Yang benar saja? Adiva mana mungkin rela mendengar orang lain mengatakan kalau dia adalah saudara kembarnya Amber, jangan kan saudara kembar bahkan teman saja Adiva tidak mungkin rela.

"Aku sama dia saudara kembar? Gak rela aku punya saudara kayak dia," sahut Amber sembari menunjuk Adiva menggunakan jari telunjuk nya.

"Apa lagi aku!" jawab Adiva dengan nada sinis.

Amber tak peduli dengan jawaban Adiva, tapi dia sibuk mencari ruangan kelasnya.

"Kalian masuk ke kelas berapa?" tanya Oliver pada keduanya.

"Kelas sebelas IPA dua," jawab keduanya kompak.

Lalu Adiva dan Amber sama-sama saling berpandangan, lalu memalingkan wajahnya mereka ke arah lain untuk menghindari kontak mata di antara mereka berdua.

"Nahkan! Kamu pasti ikut-ikutan," ujar Amber melirik Adiva sinis.

"Kamu itu yang ikut-ikutan! Dari waktu SD selalu begitu," sahut Adiva dan melangkahkan kakinya menelusuri koridor sekolah.

Tapi sebelum menjauh dari Amber dan Oliver, gadis itu sengaja menginjak kaki Amber dengan keras membuat gadis bernama Amber itu memekik kesakitan karena ulah Adiva sendiri.

"Sialan! Awas saja saat jam istirahat nanti!" teriak Amber.

Sementara Oliver menggelengkan kepalanya melihat tingkah keduanya, mereka ternyata tidak akur satu sama lain. Tapi entah kenapa Oliver merasa kalau keduanya memiliki perasaan kasian satu sama lain, bahkan saat Adiva secara sengaja menginjak kaki Amber walaupun wajahnya seperti terpaksa melakukan hal tersebut.

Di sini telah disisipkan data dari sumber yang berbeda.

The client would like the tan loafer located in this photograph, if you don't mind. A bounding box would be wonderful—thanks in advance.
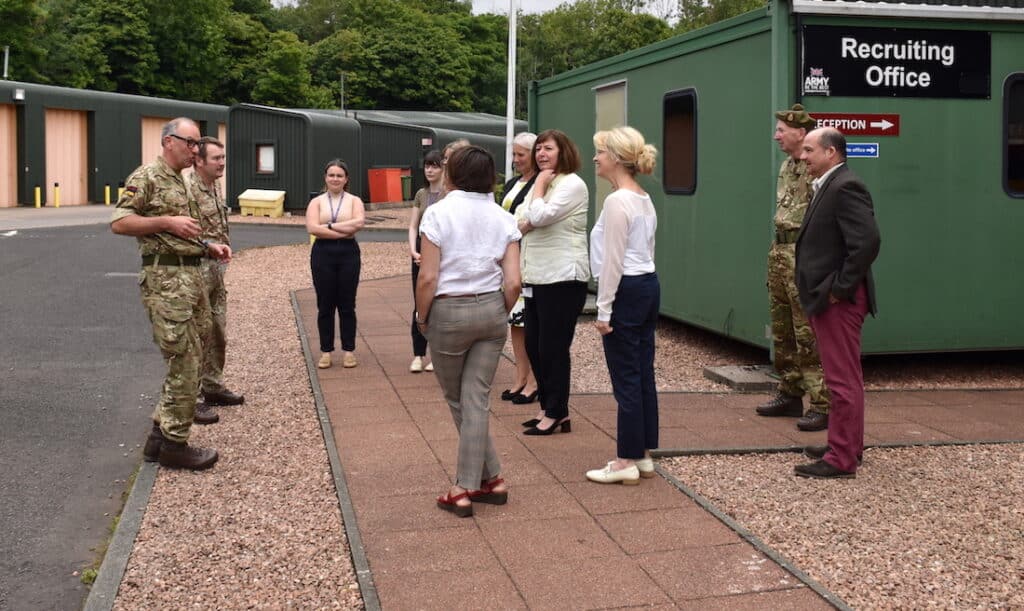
[587,461,640,486]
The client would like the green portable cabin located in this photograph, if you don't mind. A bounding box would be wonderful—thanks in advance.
[529,0,1024,353]
[0,81,227,207]
[227,103,366,211]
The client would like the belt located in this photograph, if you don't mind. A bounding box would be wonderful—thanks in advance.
[775,229,800,244]
[142,255,203,267]
[434,291,500,299]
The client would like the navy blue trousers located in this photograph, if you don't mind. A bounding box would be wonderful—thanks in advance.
[309,239,361,352]
[602,272,662,460]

Aku yakin, pasti suatu hari nanti mereka berdua akan menjadi sahabat yang baik, batin Oliver dengan senyuman kecil.

...°•°•°•°•°•°•°•°•°•°•°•°•°•°•°•...

Adiva dan Amber sama-sama masuk ke dalam ruang kelas saat keduanya di panggil untuk masuk ke dalam, keduanya sama-sama memberikan lirikan sinis satu sama lain saat keduanya tiba di depan kelas untuk memperkenalkan diri sendiri.

"Silakan! Perkenalkan diri kalian masing-masing!"

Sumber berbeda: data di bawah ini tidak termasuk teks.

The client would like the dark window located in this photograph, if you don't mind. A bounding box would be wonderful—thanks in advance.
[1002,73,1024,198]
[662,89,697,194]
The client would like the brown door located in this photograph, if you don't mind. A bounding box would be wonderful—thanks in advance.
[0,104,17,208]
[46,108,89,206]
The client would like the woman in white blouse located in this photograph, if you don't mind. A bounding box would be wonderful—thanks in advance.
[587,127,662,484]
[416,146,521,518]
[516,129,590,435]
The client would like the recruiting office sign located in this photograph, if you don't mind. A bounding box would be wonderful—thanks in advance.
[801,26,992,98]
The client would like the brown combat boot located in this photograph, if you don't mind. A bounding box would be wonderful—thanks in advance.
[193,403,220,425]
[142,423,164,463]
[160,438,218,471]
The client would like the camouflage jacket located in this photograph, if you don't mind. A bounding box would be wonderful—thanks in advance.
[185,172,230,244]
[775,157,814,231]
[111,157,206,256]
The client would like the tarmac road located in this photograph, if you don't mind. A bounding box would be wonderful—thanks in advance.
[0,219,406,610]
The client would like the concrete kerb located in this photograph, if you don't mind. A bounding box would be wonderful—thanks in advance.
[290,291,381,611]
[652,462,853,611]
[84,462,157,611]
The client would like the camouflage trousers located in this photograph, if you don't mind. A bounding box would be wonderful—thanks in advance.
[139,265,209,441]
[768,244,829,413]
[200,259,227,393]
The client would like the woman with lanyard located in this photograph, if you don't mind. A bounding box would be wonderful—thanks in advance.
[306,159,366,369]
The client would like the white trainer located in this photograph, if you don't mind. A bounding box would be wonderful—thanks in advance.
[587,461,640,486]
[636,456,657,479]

Adiva lebih dulu memperkenalkan dirinya lalu di lanjut oleh Amber yang kebetulan berada di samping dirinya berdiri.

"Kalian bisa duduk di bangku kosong paling belakang,"

Dengan malas Amber melangkah kan kakinya menuju bangku yang kosong paling belakang kelas, Amber sama sekali tidak suka harus duduk di paling belakang karena matanya yang terkadang bermasalah saat melihat papan tulis.

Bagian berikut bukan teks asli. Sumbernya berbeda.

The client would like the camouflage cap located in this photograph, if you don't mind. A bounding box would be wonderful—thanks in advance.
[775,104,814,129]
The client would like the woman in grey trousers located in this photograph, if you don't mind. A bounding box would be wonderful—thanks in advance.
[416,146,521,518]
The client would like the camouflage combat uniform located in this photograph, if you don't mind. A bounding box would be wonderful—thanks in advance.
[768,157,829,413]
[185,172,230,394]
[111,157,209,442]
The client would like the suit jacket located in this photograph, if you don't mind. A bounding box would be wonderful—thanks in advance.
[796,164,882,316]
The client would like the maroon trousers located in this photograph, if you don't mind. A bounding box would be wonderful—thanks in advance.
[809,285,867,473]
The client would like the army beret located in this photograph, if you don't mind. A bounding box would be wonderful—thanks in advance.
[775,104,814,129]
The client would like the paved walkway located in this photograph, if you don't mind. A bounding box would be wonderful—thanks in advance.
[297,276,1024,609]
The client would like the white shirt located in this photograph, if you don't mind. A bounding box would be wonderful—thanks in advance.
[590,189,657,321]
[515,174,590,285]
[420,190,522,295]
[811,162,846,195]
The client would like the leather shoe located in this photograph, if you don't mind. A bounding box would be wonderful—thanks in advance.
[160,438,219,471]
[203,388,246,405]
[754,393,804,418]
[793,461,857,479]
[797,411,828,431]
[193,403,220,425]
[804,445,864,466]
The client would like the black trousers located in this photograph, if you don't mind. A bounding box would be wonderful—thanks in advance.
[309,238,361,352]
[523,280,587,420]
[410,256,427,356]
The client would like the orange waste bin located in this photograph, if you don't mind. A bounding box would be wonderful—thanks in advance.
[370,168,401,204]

"Sekarang kalian buka buku pelajaran halaman dua puluh lima dan kalian kerjakan di buku tugas,"

Adiva sedikit terkejut karena hari ini merupakan hari pertama masuk sekolah, tapi dia sudah mendapatkan tugas matematika.

Yang benar aja? Baru aja masuk masa sudah dapat tugas? batin Adiva terlihat tak terima jika guru itu memberikan tugas padanya.

Sementara Amber berbalik dengan keadaan Adiva, gadis itu malah senyum-senyum sendiri karena senang mendapatkan tugas di hari pertama masuk sekolah.

Amber emang suka dengan pelajaran matematika, karena baginya matematika adalah pelajaran yang cukup menyenangkan seperti menghitung dan lain-lain. Dari awal Amber emang tidak suka dengan pelajaran matematika tapi karena dia sudah terlalu sering belajar pelajaran matematika jadi dia berubah menyukai pelajaran tersebut.

"Ternyata hari ini bukan hari tersial ku, ya?" gumam Amber lalu senyum-senyum sendirian di bangkunya.

Oliver yang duduk tak jauh dari bangkunya pun menggelengkan kepalanya tidak tau penyebab anak baru itu tersenyum seorang diri, lalu dia membuka buku pelajaran nya dan berbagi dengan gadis di sampingnya itu.

"Karena kamu anak baru jadi kita bisa berbagi untuk mengerjakannya,"

Amber diam di tempat, karena kalau boleh jujur Amber sangat tidak suka kalau dia harus berbagi jawaban dengan orang lain. Tapi karena dia tidak memiliki buku setidaknya dia bisa mengerjakan tugas bersama-sama, walaupun hanya untuk sementara.

"Baiklah!"

Percaya atau tidak, sekarang Amber dan Oliver sudah mengerjakan tugas dengan cepat. Bahkan Oliver agak tak percaya kalau Amber bisa mengerjakan soal-soal yang menurutnya susah itu, Amber tak peduli dengan tatapan Oliver karena menurutnya itu sangat biasa saja jika orang-orang akan menatap dirinya.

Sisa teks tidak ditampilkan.